The label "PowerPoint Presentation" in the upper left and the title bar gave it away. Horrendous.
posted by lazaruslong at 6:13 AM on August 9, 2018


I'm staggered that nobody has yet mentioned that this is coming out of the Omidyar Network, and who Omidyar is. That would be Pierre Omidyar, the founder of eBay.

While I do appreciate that it's a good idea to suggest that these companies get with the ethics programme, I can't help but roll my eyes that this push is ultimately coming from that person's organisation. You really only have to have the most cursory knowledge of eBay's history with small-time sellers (and of course everyone's favourite monopoly friend, Paypal) to be giving this the side eye.
posted by Juso No Thankyou at 6:54 AM on August 9, 2018 [5 favorites]


eBay is no Amazon.
posted by infini at 8:42 AM on August 9, 2018


"Meanwhile, what’s the source of the post title up to these days?

Google plans return to China search market with censored app"

Well, ignoring the blatant absurdity of a business ever claiming to not do evil while still continuing to be a business -- you have to consider which is less evil, denying Chinese people a powerful tool to seek out information or providing the search engine with the legal restrictions of where it will be used. AFAIK, the results and pages will be censored even if Google went rogue and tried to make an uncensored one for China.

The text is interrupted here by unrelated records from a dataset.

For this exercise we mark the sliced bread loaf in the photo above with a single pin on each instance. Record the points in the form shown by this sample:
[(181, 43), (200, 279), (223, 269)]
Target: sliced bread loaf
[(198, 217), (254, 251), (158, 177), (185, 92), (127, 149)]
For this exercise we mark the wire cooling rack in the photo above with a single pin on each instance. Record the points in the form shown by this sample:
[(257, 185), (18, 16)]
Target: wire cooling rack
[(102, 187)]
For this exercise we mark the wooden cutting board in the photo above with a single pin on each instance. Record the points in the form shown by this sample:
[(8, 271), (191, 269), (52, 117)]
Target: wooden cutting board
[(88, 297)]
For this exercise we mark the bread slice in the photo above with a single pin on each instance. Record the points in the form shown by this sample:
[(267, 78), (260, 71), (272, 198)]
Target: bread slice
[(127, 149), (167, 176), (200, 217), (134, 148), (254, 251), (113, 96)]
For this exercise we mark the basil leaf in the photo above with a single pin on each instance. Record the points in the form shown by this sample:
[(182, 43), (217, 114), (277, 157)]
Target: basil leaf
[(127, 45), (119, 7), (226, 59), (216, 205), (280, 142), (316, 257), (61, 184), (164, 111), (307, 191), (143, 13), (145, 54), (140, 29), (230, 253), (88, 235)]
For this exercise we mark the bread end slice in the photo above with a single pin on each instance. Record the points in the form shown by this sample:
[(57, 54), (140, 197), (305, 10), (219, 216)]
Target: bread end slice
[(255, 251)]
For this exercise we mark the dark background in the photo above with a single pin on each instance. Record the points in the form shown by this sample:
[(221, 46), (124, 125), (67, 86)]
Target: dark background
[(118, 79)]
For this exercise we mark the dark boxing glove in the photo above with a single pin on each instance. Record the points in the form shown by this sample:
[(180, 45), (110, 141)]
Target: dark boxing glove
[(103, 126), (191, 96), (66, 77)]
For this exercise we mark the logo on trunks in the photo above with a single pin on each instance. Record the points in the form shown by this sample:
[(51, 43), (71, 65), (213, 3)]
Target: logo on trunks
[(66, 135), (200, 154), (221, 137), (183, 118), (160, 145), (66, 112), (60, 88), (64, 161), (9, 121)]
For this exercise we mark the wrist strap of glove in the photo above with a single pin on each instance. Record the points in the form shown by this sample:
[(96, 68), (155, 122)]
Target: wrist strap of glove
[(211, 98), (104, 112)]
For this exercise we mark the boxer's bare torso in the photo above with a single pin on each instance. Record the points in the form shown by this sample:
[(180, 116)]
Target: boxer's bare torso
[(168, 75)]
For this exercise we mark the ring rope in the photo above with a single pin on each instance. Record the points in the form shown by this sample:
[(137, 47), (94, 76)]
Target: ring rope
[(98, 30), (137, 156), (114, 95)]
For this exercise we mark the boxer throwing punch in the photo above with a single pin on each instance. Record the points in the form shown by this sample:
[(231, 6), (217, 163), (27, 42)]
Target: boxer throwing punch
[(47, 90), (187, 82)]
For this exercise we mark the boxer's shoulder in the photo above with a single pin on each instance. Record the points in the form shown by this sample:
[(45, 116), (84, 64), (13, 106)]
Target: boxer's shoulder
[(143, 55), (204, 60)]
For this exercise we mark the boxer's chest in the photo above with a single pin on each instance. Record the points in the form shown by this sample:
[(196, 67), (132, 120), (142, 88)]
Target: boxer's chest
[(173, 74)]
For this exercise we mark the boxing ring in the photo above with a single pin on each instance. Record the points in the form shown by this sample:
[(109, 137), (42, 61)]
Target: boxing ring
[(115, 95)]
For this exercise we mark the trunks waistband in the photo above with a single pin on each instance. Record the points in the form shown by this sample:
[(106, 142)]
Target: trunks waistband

I won't say Google isn't evil (I believe capitalism to be fundamentally evil at it's core, which makes everyone involved in some way and degree also evil.* However, of evil things Google does notable enough to get a round of news about, the censorship thing seems a bit daft. It is unreasonable to expect businesses operating in the United States to do "good" for the sake of it, it is ridiculous to expect companies here to defy the government to do what they think is moral (if a company is defying the government, typically it means they can afford to break the law, pay the penalties, and still profit[wages stolen from the worker]) -- so I don't know what kind of fantastical expectations people have that Google would defy China about this.

* I also believe humans are born with great capacity for and natural tendency toward evils. I'm not sure what to call that besides the Christian analogue of "Original Sin"
posted by GoblinHoney at 11:24 AM on August 9, 2018 [2 favorites]


So I guess I have to explain the porn joke. Potter Stewart in one of the worst pieces of legal writing ever said that he'd "know it when he sees it" as if that's a useful piece of legal analysis. But there is a grain of truth buried in that asinine statement that we all live our lives by which is: "Only we can define what fundamentally offends us."

Stwart, if he was half as good a Justice as he claimed to be, would have understood his "I know it when I see it" for what it is: a statement that people interpret different speech different ways.

Now, does this mean I support legalized hate speech? Or harassment? It does not. But I do not think that a privately owned app is by any means the way to shield yourself from the worst the internet has to offer. I think that your average person is capable of figuring out their own mental and emotional health without silicon valley's help.

So yeah, I know both hate speech and porn when I see them.
posted by East14thTaco at 12:26 PM on August 9, 2018


people interpret different speech different ways.

It's ad hoc all the way down.
posted by eustacescrubb at 5:18 PM on August 9, 2018


Item: I installed Malwarebytes for my browser.

Item: Malwarebytes for my browser tried to scare me off The Daily Beast two days ago with a fullscreen “clickbait” warning overlaid on the main page. So much red and WARNING!

Really, though? It did that to me on a couple of left-leaning news sites. I’m now looking to replace this awful thing. What do they think I am, stupid or something?